By applying firmware updates and patches during announced maintenance windows, providers have mitigated some of the threats the Meltdown vulnerability poses. Unfortunately, these fixes are causing numerous performance impacts for many tenants and service providers.
Amazon has admitted to some performance degradation in its environment, and it has committed engineers to work directly with the affected customers to optimize resources and minimize cost increases. Google announced a new software-based binary modification protection system called Retpoline -- return trampoline -- that isolates certain program execution functions for critical OS and hypervisor binaries, thus minimizing performance impacts.
What Meltdown means for the cloud
For cloud providers, there will likely be a series of ongoing patching and tuning exercises required in the future to fully protect against speculative execution flaws, and there will be varying degrees of performance impact to cloud customers along the way.
Containers will continue to be affected, as well, but given that customers have more control over what's running in the containers themselves, there are several recommended mitigation options:
- Minimize the files and file systems in the container.
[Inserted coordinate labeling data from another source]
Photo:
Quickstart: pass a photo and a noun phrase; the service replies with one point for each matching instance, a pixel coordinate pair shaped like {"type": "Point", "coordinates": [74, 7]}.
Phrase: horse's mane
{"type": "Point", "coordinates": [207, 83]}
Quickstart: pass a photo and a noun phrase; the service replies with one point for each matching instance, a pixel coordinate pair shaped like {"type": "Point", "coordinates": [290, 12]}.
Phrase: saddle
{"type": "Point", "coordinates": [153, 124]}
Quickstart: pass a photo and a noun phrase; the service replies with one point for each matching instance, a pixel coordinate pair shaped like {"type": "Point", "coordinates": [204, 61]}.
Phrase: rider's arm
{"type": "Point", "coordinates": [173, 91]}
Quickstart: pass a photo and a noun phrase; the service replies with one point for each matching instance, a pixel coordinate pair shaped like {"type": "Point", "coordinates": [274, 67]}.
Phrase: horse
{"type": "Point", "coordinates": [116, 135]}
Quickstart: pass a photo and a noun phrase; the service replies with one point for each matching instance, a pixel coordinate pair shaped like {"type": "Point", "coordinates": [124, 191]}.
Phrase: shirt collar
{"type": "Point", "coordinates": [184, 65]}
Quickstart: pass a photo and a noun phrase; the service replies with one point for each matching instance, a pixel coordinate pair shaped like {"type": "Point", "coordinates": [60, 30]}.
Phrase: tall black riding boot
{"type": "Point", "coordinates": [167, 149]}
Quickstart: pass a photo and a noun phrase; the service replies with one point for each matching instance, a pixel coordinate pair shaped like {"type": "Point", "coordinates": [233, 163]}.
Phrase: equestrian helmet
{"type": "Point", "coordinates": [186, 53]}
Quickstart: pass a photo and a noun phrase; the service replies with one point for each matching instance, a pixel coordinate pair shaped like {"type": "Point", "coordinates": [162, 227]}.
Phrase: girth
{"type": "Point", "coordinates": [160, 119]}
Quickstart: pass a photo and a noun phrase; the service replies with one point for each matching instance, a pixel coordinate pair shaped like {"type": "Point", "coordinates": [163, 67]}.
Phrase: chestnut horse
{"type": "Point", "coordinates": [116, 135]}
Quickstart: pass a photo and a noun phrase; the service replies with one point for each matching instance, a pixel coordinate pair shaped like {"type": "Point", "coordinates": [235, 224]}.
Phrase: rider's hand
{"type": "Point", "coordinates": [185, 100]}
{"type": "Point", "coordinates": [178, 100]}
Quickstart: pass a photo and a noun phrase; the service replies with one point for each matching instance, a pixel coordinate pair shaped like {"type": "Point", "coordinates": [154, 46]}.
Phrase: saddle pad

Attacks from one container to another will rely on binaries, libraries, and other files to attack, or to use in attack scenarios. By removing compilers, script interpreters and login shells, cloud customers can reduce the threat surface.
- Use a read-only file system if possible. This will help prevent malicious actions within the container.
- Avoid running containers as the root or admin user. This limitation of privilege will help prevent some attacks that rely on administrative privileges.
- Limit the repositories from which source code can be downloaded, which will help control how container-based applications are built, and ideally prevent any malicious repositories from being used.
It is likely that cloud consumers will see the impact of the Meltdown vulnerability and related flaws, such as Spectre, for some time.